Autistic community founder offers peek into a life with autism
Autistic people are perfectly fine the way they are, thank you very much.
That was the message that Charles "Chuck" McIntire brought to the Mattapoisett Library on November 15. McIntire is a part-time volunteer at the library, and also works at the Shipyard Galley restaurant.
Autistic himself, McIntire is also the founder of Intelligent Autism Media, an online community he organized to socialize with other autistic people and help them advocate for themselves. "We have a voice, even if we can't speak," he said.
McIntire founded the community as a means of support after commenting on a past made difficult by autism. He was diagnosed at age 4, and as a student he said, "I often felt quite bad about myself. I developed quite an inferiority complex, until I took an early-education class that asked me to look up the strengths of those with autism. My mind was blown," he recounted.
Autism is a neurological disorder; those with it have different neurons (nerve cells) and nervous systems than those labeled "neurotypical."
"We can't function like a neurotypical person," McIntire explained. "Really, we don't even want to. We think you're the weird ones!" he joked.
There is no "high" or "low" functioning autism, McIntire explained. "Really we're just all autistic and all ourselves."
McIntire said he was particularly upset by the stereotype of autistic people not having feelings or empathy. "That one really stabs me through the heart," he said. "We're incredibly empathetic because we know what it feels like to be outsiders, or to be down on ourselves. Emotions are what make us human."
What autistic people don't necessarily understand naturally, he added, is cognitive empathy, the ability to predict people's thoughts and emotions. "I notice patterns.
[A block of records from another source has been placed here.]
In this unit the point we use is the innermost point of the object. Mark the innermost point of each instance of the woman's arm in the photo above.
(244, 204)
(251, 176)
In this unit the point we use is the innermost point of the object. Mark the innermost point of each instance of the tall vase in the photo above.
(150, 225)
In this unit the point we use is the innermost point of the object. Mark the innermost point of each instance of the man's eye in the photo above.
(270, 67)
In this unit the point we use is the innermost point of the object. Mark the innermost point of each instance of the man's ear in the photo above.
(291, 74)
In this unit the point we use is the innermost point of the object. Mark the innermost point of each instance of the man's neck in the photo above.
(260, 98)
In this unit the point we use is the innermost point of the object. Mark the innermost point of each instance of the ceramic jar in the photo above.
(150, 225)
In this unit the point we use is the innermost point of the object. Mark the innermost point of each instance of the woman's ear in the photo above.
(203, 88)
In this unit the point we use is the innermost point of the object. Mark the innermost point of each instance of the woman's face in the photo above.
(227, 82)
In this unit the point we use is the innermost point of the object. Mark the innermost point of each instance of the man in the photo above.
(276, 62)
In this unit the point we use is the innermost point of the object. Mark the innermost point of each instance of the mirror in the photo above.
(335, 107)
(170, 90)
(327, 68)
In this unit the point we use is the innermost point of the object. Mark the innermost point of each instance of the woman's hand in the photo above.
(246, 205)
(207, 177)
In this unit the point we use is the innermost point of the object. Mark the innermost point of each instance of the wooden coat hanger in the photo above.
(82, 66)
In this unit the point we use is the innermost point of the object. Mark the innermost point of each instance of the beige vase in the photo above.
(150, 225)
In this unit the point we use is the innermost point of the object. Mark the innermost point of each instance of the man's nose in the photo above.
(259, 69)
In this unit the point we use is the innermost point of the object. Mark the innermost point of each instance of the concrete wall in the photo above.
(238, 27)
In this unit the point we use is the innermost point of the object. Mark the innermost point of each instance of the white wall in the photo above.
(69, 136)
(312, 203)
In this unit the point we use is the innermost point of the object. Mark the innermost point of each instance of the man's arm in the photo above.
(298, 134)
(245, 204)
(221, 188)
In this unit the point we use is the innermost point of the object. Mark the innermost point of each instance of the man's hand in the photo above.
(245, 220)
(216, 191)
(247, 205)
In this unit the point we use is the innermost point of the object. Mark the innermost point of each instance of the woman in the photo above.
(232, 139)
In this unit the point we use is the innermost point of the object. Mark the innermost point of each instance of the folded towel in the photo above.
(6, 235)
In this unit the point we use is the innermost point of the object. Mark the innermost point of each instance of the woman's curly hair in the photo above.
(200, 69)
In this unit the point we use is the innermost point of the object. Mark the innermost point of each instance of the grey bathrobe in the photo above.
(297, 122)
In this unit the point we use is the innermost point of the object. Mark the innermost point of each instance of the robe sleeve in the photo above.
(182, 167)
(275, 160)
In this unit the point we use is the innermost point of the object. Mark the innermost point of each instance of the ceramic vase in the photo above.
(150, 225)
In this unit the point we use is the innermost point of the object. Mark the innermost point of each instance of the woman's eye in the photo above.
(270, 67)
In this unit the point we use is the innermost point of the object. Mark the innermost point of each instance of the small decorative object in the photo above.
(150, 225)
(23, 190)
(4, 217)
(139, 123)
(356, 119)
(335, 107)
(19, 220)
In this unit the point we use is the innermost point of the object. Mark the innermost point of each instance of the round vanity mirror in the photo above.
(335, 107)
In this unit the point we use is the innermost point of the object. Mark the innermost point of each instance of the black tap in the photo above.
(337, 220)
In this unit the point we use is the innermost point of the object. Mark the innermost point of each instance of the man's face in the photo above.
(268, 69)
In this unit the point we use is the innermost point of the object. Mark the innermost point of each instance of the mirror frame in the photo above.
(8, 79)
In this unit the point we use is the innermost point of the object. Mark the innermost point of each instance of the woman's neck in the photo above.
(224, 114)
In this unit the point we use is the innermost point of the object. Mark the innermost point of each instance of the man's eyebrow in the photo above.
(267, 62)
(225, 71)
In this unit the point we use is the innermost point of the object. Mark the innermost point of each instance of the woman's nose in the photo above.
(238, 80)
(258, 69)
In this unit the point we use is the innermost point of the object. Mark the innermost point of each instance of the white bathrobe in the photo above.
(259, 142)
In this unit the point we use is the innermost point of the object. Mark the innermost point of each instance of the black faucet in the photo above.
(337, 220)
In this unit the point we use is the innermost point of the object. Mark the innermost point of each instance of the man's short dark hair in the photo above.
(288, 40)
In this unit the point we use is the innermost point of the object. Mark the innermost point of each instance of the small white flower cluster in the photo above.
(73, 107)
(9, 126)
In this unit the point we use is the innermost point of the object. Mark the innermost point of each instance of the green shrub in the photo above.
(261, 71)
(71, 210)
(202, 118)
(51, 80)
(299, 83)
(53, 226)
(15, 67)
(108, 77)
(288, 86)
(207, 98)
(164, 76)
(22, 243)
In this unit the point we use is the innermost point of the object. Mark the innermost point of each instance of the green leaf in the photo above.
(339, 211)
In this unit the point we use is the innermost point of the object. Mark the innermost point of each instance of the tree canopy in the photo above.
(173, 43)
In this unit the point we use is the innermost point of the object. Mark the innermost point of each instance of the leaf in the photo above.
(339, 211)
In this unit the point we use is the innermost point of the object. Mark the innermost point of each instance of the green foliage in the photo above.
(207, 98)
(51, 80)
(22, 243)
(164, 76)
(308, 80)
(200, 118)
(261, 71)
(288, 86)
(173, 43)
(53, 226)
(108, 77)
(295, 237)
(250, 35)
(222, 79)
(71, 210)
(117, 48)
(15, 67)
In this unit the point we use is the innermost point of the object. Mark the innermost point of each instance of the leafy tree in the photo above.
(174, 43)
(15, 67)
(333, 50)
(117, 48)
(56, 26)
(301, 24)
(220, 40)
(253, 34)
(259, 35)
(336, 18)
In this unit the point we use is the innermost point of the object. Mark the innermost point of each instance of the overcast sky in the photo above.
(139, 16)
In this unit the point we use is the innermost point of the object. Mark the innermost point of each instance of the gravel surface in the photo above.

So I might notice something about you that stands out, and I want to tell you about it because to me, that's what makes you fascinating," McIntire explained. "I never know or not whether what I tell you might offend you."
McIntire remarked on the importance of interent safety for everyone, but particularly autistic people. "A lot of autistic people socialize online, because it's easier than going out and talking to people," he said. "The amount of time we spend online makes us particularly vulnerable to cyberbullies and online predators."
What's the fastest way to put an autistic person at ease? Ask them about their interests. "I could talk to you for hours about my interests," McIntire enthused.
He finished the lecture by listing the "Autistic Charter of Rights." The charter notes that all autistic people have the right to life, humanity, parity, identity, safety, support, reputation, accuracy and equality.